Research output: Contribution to journalArticlepeer-review

5 Citations (Scopus)


The purpose of this study is to suggest a visual dynamics analysis (VDA) model that comprises a visibility analysis model integrated with a natural movement model. The theory of 'natural movement' from the background of Gibson's ecological theory of perception and Hillier's research could help to understand the relations between visual perception and movement. In a previous study, the natural movement model called the EVA (Exosomatic Visual Architecture) model was proposed by Turner and Penn with the concept of visual dynamics. However, the EVA model could not give any information about agent visual experience, but only a pattern of vision-driven agent movement. This is because spatial visual information already exists outside of the agent. Most of all, the model limits any visual dynamics analysis because the agents' movement patterns are irregular at a micro level. Therefore, in this study, a new natural movement model rule that shows good movement patterns at the micro scale is discussed, and visual indexes considering human visual characteristics and dynamic analysis are proposed. These are integrated with the VDA model and programmed with NetLogo.

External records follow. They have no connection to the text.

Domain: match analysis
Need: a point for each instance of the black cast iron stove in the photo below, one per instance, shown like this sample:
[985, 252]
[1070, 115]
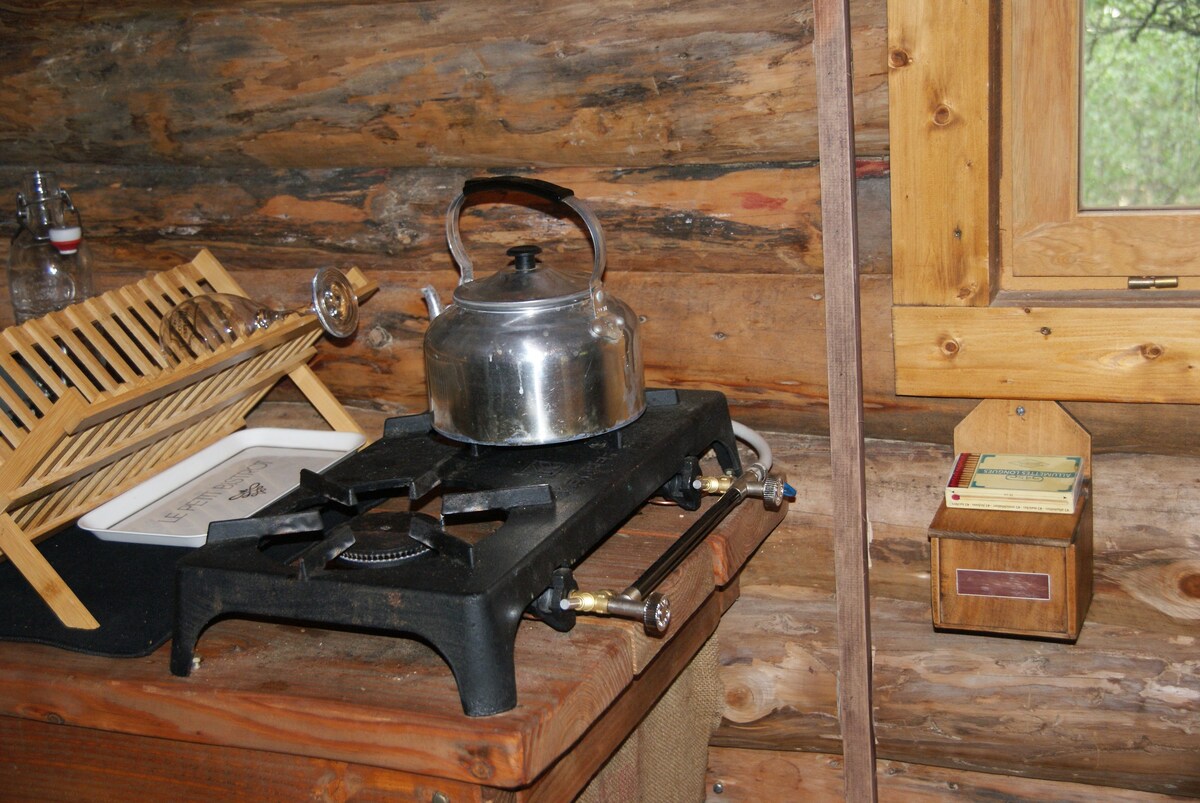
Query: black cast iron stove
[335, 551]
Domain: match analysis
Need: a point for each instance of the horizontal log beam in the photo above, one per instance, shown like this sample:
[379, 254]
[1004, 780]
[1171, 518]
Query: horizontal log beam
[387, 84]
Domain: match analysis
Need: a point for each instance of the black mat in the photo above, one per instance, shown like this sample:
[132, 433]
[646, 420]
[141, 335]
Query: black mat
[130, 588]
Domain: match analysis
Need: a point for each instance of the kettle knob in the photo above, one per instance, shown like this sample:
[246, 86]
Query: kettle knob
[525, 257]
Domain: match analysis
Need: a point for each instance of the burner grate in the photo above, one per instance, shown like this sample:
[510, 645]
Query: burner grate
[545, 509]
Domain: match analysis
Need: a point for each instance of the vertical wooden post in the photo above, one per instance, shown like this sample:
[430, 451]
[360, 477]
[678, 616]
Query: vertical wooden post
[844, 348]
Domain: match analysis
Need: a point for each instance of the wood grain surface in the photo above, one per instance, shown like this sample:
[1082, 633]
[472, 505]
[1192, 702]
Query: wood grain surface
[357, 699]
[1117, 708]
[742, 775]
[383, 84]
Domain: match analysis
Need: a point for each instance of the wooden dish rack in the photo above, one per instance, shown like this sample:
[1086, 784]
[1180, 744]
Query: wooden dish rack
[90, 406]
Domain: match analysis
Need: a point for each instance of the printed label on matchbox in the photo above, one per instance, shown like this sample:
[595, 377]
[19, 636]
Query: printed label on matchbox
[1026, 472]
[1019, 585]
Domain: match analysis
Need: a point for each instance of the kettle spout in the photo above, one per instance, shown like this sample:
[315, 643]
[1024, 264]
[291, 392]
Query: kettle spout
[432, 301]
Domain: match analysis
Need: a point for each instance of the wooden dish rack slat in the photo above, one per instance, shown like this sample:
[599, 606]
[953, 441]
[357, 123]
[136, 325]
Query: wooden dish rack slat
[90, 406]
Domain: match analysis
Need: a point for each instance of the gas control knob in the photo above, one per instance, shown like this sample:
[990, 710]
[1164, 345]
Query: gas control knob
[657, 613]
[773, 491]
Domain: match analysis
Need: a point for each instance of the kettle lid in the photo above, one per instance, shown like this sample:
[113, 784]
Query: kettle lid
[527, 285]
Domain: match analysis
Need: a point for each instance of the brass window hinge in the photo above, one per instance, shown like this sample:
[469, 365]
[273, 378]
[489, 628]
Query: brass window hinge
[1152, 282]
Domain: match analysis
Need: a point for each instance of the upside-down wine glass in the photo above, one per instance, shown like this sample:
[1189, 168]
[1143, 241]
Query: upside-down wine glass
[204, 323]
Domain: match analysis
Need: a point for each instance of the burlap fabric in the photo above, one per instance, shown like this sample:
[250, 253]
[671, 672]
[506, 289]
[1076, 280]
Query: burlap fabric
[665, 759]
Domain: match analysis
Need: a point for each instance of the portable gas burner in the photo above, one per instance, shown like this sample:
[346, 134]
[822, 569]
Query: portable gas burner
[473, 535]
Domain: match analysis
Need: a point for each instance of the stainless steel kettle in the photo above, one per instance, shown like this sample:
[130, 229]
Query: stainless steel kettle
[531, 355]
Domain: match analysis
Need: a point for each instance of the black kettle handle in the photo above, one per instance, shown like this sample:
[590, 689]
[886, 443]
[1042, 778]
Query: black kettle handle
[540, 189]
[519, 184]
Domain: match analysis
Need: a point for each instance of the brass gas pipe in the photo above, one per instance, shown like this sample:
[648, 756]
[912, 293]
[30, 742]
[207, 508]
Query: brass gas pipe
[640, 600]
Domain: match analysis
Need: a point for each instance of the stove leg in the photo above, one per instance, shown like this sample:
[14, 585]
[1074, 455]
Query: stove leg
[192, 615]
[483, 665]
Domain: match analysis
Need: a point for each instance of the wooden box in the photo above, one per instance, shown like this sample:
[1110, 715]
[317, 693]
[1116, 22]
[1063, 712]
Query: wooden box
[1012, 573]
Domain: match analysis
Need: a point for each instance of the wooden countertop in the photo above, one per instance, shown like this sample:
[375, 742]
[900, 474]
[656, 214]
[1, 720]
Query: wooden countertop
[265, 694]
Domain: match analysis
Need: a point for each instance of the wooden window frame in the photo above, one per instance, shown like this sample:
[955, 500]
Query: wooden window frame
[970, 317]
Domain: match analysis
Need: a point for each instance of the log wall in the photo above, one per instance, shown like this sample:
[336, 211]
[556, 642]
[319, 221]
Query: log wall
[289, 135]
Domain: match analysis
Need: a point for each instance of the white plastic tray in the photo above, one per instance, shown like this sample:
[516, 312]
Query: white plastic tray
[234, 478]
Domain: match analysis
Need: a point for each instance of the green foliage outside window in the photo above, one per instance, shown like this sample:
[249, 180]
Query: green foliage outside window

The analysis of test spaces by the VDA model and the meaning of the model are discussed.

Original languageEnglish
Pages (from-to)381-388
Number of pages8
JournalJournal of Asian Architecture and Building Engineering
Issue number2
Publication statusPublished - 2014


  • Agent-based model
  • Natural movement
  • Pedestrian simulation
  • Visibility analysis
  • Visual dynamics

ASJC Scopus subject areas

  • Civil and Structural Engineering
  • Architecture
  • Cultural Studies
  • Building and Construction
  • Arts and Humanities (miscellaneous)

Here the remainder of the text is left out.